Python3 implements a concurrent method to verify the proxy pool address
- 2020-05-12 02:49:16
- OfStack
This article illustrates an example of how Python3 implements concurrent validation of the proxy pool address. I will share it with you for your reference as follows:
#encoding=utf-8
#author: walker
#date: 2016-04-14
#summary: Using coroutines / Thread pool concurrency validates the proxy
import os, sys, time
import requests
from concurrent import futures
cur_dir_fullpath = os.path.dirname(os.path.abspath(__file__))
Headers = {
'Accept': '*/*',
'User-Agent': 'Mozilla/4.0 (compatible; MSIE 8.0; Windows NT 6.1; WOW64; Trident/4.0; SLCC2; .NET CLR 2.0.50727; .NET CLR 3.5.30729; .NET CLR 3.0.30729; .NET4.0C; .NET4.0E)',
}
# Verify the effectiveness of a single agent
# If valid, return the proxy ; Otherwise, an empty string is returned
def Check(desturl, proxy, feature):
proxies = {'http': 'http://' + proxy}
r = None # The statement
exMsg = None
try:
r = requests.get(url=desturl, headers=Headers, proxies=proxies, timeout=3)
except:
exMsg = '* ' + traceback.format_exc()
#print(exMsg)
finally:
if 'r' in locals() and r:
r.close()
if exMsg:
return ''
if r.status_code != 200:
return ''
if r.text.find(feature) < 0:
return ''
return proxy
# Enter the list of agents (set/list) , returns a list of valid agents
def GetValidProxyPool(rawProxyPool, desturl, feature):
validProxyList = list() # List of valid agents
pool = futures.ThreadPoolExecutor(8)
futureList = list()
for proxy in rawProxyPool:
futureList.append(pool.submit(Check, desturl, proxy, feature))
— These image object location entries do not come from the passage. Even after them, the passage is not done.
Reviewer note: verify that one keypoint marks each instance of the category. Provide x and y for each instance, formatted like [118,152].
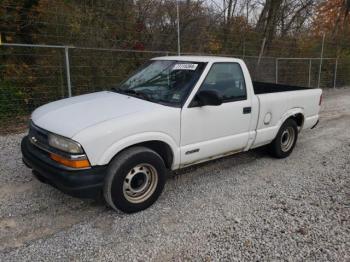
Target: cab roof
[204,59]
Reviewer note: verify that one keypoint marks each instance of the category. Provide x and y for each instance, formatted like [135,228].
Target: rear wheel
[284,143]
[135,179]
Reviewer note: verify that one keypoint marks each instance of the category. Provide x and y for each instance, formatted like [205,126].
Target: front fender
[117,147]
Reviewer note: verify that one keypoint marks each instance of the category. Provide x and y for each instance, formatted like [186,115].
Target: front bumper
[86,183]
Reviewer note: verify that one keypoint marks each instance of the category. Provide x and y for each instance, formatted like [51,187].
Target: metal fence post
[178,28]
[69,84]
[310,68]
[335,73]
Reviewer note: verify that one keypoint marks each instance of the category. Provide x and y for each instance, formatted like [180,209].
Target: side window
[227,79]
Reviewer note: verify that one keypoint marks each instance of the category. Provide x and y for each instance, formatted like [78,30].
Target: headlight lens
[65,144]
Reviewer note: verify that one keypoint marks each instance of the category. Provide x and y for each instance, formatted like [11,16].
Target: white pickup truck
[174,112]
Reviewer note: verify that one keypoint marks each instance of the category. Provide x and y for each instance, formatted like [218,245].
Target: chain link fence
[33,75]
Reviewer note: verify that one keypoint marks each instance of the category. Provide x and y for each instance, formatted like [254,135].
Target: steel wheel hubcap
[287,139]
[140,183]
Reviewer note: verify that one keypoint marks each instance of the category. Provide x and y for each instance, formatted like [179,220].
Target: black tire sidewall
[276,146]
[120,168]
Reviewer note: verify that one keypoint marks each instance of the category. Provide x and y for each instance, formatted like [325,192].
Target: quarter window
[227,80]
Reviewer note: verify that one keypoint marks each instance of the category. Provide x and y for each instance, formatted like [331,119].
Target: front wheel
[135,180]
[284,143]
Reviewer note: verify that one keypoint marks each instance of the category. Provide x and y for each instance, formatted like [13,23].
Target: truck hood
[69,116]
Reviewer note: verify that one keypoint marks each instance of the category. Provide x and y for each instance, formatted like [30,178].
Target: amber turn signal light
[80,163]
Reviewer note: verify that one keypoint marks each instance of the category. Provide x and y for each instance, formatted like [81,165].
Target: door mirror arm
[206,98]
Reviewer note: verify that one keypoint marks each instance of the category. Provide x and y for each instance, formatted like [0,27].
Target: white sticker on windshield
[185,67]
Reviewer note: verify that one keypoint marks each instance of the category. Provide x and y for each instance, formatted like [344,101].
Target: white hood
[69,116]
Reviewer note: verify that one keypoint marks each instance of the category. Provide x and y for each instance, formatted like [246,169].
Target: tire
[284,143]
[135,179]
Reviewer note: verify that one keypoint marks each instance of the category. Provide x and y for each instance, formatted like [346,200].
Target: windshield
[163,81]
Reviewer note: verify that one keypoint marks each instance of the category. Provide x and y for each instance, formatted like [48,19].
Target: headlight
[65,144]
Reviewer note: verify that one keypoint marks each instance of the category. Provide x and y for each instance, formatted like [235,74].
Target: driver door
[213,131]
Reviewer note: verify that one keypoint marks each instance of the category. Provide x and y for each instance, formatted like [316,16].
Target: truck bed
[264,88]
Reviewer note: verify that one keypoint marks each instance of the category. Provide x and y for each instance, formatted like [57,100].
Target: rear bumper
[85,183]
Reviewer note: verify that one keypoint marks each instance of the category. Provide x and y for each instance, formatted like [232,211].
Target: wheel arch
[296,114]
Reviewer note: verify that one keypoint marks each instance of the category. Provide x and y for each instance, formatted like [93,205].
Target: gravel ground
[248,207]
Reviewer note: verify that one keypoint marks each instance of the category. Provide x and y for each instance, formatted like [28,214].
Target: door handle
[247,110]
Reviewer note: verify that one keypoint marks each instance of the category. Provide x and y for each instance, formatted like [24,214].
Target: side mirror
[206,98]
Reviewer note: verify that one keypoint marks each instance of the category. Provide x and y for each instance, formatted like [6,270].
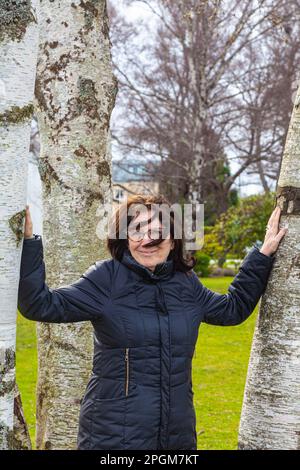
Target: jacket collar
[161,271]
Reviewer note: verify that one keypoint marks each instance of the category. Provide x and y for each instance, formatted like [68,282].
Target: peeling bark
[75,93]
[271,409]
[18,55]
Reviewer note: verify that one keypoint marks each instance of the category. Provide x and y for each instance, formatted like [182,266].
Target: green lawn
[219,374]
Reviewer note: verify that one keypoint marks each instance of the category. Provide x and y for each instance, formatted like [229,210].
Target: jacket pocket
[127,368]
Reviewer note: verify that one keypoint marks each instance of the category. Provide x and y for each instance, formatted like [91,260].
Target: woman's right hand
[28,230]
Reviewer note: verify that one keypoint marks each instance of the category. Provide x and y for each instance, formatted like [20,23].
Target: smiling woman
[145,226]
[146,305]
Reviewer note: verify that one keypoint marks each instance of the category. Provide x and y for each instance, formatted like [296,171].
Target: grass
[219,373]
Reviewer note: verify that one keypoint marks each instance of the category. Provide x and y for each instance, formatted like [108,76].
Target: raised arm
[243,293]
[80,301]
[248,285]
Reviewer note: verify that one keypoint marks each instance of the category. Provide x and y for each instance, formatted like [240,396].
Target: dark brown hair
[118,243]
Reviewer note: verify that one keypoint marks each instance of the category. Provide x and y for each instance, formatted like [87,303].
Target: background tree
[75,92]
[184,91]
[18,55]
[271,416]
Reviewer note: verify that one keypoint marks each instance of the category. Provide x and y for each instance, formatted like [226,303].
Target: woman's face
[148,256]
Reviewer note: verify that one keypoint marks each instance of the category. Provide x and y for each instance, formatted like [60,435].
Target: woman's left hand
[273,236]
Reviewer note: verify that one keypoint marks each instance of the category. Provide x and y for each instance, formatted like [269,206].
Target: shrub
[202,267]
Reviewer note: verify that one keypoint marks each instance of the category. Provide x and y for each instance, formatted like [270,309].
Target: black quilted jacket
[140,394]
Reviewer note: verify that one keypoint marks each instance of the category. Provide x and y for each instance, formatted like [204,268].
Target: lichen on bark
[17,114]
[16,225]
[15,16]
[6,437]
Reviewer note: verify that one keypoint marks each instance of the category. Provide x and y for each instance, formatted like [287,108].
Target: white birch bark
[271,409]
[18,55]
[75,94]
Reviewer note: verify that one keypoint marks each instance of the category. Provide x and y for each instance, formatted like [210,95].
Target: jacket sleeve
[243,294]
[80,301]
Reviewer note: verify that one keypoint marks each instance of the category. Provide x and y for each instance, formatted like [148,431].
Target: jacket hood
[161,271]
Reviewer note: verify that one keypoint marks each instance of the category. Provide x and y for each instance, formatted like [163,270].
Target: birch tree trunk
[18,55]
[271,408]
[75,94]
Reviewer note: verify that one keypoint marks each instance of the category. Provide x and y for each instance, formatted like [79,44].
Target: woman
[146,304]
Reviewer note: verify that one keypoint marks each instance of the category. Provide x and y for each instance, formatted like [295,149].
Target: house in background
[132,177]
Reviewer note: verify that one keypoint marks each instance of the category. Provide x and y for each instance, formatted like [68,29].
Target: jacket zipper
[127,371]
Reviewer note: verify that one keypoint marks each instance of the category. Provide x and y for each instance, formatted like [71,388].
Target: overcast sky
[137,11]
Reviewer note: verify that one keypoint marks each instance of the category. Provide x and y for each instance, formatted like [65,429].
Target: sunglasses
[137,235]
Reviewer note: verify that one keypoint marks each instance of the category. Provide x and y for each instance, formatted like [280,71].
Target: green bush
[202,267]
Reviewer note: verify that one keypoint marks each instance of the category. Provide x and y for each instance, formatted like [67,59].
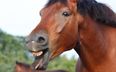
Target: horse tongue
[38,64]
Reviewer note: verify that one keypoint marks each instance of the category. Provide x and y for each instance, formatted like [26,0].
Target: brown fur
[90,30]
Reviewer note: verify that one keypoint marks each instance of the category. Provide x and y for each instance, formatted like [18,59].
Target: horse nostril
[41,40]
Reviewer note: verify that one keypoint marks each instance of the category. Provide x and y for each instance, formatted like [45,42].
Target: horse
[87,26]
[22,67]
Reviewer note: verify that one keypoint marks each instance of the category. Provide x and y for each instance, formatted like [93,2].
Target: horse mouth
[41,59]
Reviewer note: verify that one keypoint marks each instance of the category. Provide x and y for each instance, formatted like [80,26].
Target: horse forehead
[53,8]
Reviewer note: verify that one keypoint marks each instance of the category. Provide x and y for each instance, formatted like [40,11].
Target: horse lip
[41,61]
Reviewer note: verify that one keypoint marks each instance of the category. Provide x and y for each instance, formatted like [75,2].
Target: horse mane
[97,11]
[51,2]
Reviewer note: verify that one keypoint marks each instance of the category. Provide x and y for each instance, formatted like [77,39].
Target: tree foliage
[12,49]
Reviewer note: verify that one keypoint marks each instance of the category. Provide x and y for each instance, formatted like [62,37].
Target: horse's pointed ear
[72,3]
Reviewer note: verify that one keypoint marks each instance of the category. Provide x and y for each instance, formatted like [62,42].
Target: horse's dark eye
[66,14]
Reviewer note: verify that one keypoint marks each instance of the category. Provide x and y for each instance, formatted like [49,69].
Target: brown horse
[22,67]
[85,25]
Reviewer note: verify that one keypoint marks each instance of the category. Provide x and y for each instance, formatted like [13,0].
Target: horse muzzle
[38,46]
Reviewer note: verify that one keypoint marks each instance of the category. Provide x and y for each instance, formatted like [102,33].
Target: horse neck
[97,43]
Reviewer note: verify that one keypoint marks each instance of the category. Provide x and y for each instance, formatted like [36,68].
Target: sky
[20,17]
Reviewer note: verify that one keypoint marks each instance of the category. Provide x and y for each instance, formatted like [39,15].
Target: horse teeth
[38,53]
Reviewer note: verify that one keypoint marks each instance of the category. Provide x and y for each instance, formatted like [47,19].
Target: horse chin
[41,59]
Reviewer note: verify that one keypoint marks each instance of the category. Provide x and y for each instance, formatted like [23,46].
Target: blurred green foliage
[12,49]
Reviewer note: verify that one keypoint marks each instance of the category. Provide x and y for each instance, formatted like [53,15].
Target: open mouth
[41,59]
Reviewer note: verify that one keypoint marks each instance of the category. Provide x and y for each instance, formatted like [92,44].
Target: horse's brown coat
[92,25]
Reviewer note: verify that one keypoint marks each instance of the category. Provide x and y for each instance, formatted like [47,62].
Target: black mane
[51,2]
[97,11]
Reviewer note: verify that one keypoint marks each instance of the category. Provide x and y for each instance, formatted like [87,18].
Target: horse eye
[66,14]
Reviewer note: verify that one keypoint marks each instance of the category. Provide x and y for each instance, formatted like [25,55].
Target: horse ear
[72,3]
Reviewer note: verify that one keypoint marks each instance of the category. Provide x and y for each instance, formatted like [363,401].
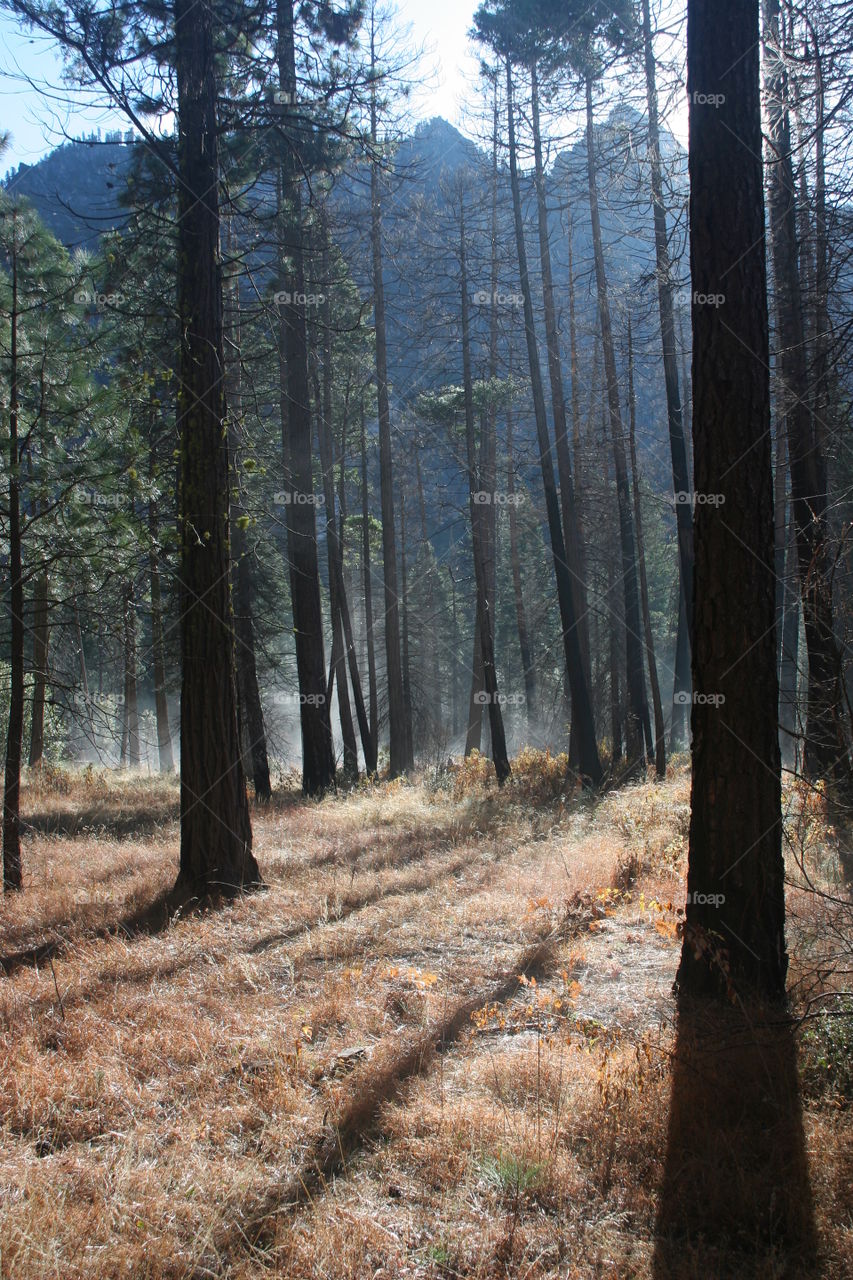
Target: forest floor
[441,1042]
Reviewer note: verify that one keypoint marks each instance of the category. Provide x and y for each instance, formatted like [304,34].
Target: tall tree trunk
[158,652]
[825,744]
[251,713]
[373,694]
[318,754]
[589,764]
[735,913]
[660,734]
[789,659]
[338,658]
[406,667]
[215,828]
[12,874]
[400,760]
[131,699]
[635,684]
[615,634]
[528,667]
[664,266]
[682,685]
[474,732]
[570,522]
[479,536]
[40,643]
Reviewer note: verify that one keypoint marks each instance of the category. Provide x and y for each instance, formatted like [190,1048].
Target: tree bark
[570,522]
[589,763]
[528,668]
[406,667]
[318,754]
[131,698]
[40,644]
[735,913]
[400,759]
[373,695]
[825,743]
[479,538]
[158,653]
[215,828]
[12,872]
[660,732]
[251,713]
[635,682]
[674,415]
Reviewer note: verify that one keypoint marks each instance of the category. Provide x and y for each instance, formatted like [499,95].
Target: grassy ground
[441,1042]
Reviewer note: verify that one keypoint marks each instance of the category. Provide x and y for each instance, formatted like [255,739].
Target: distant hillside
[76,190]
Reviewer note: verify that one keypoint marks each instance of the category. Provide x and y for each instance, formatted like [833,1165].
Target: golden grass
[181,1104]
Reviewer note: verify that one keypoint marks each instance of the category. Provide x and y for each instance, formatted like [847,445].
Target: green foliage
[512,1175]
[826,1055]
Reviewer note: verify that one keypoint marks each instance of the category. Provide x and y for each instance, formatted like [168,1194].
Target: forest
[424,675]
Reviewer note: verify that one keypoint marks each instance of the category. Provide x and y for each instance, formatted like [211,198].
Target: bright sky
[28,64]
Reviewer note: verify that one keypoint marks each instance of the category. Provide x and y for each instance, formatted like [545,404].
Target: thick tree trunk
[338,658]
[635,682]
[589,764]
[40,643]
[318,755]
[406,668]
[158,652]
[366,575]
[215,828]
[570,522]
[528,668]
[735,913]
[479,536]
[474,732]
[789,659]
[682,685]
[343,641]
[660,732]
[251,713]
[131,698]
[664,266]
[400,760]
[12,874]
[615,638]
[826,753]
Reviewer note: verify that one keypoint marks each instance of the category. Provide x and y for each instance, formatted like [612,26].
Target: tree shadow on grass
[145,922]
[735,1198]
[103,821]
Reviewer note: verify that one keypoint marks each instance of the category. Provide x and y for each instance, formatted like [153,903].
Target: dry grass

print('\n submit done, waiting for responses\n')
for future in futures.as_completed(futureList):
proxy = future.result()
print('proxy:' + proxy)
if proxy: # Effective agent
validProxyList.append(proxy)
print('validProxyList size:' + str(len(validProxyList)))
return validProxyList
# Get the original agent pool
def GetRawProxyPool():
rawProxyPool = set()
# Get the original proxy pool somehow ......
return rawProxyPool
if __name__ == "__main__":
rawProxyPool = GetRawProxyPool()
desturl = 'http://...' # The target address to be accessed through the proxy
feature = 'xxx' # The feature code of the target page
validProxyPool = GetValidProxyPool(rawProxyPool, desturl, feature)
More about Python related topics: interested readers to view this site "Python introduction and advanced tutorial", "Python URL skills summary", "Python pictures skills summary", "Python data structure and algorithm tutorial", "Python Socket programming skills summary", "Python function using skills summary", "Python string skills summary" and "Python file and directory skills summary"
I hope this article is helpful to you Python programming.